If the light is so low that you can't see your sights, how do you know at whom you're shooting?
Better than night sights is a good flashlight, and some training in how to use it properly.

If you are still intent upon adding adjustable sights to your 1911, let a good gunsmith do the job. It is not a kitchen-table-gunsmithing sort of thing.
The slot into which the sight fits is called a "dovetail," and any decent gunsmith will know the correct size, and how to fit and regulate the sights.

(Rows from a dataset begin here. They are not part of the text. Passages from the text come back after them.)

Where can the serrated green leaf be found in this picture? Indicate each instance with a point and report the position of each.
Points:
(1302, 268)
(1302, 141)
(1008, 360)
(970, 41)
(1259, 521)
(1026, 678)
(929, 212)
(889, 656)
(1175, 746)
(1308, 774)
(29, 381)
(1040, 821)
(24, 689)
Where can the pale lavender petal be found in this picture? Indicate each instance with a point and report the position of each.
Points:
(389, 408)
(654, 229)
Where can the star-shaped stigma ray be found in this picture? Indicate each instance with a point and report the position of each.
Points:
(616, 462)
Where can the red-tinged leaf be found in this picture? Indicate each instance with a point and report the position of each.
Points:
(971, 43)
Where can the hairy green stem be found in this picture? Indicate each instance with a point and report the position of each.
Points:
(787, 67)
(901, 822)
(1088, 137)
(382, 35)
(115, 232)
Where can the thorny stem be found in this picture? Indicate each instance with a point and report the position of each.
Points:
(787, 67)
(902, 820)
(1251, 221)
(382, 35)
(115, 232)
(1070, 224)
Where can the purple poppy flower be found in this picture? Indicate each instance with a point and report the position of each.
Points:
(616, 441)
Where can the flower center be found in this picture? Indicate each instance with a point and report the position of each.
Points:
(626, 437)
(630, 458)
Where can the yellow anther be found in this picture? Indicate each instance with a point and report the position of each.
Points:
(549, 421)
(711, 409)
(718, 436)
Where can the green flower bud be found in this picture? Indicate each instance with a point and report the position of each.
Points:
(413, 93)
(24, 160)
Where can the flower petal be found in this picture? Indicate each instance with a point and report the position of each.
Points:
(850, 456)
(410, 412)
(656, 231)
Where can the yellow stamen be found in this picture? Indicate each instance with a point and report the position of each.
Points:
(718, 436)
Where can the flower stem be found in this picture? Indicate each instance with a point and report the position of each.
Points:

Grips? Google "1911 custom grips," or look at this location: http://www.esmeralda.cc/


----------



## rex (Jan 27, 2012)

If you're dead set on adjustables,you aren't going to find much worth while without machining the slide.It isn't a cheap undertaking to be professionally done,and it's even more expensive when done unprofessionally.Even good fixed sights require machining.Novak is probably your best bet,it's a popular cut that others make sights for,and he makes an adjustable version along with Champion (or Kensight).I don't know how rugged they are though.BoMar copies have some good strong ones made by some companies,but the sight blade can break if dropped on it enough.The cut is more intricate than Novak so the price will go up some.

Like Steve said,fixed are the strongest and best bet unless you will be using this as a competition gun or changing loads often.


----------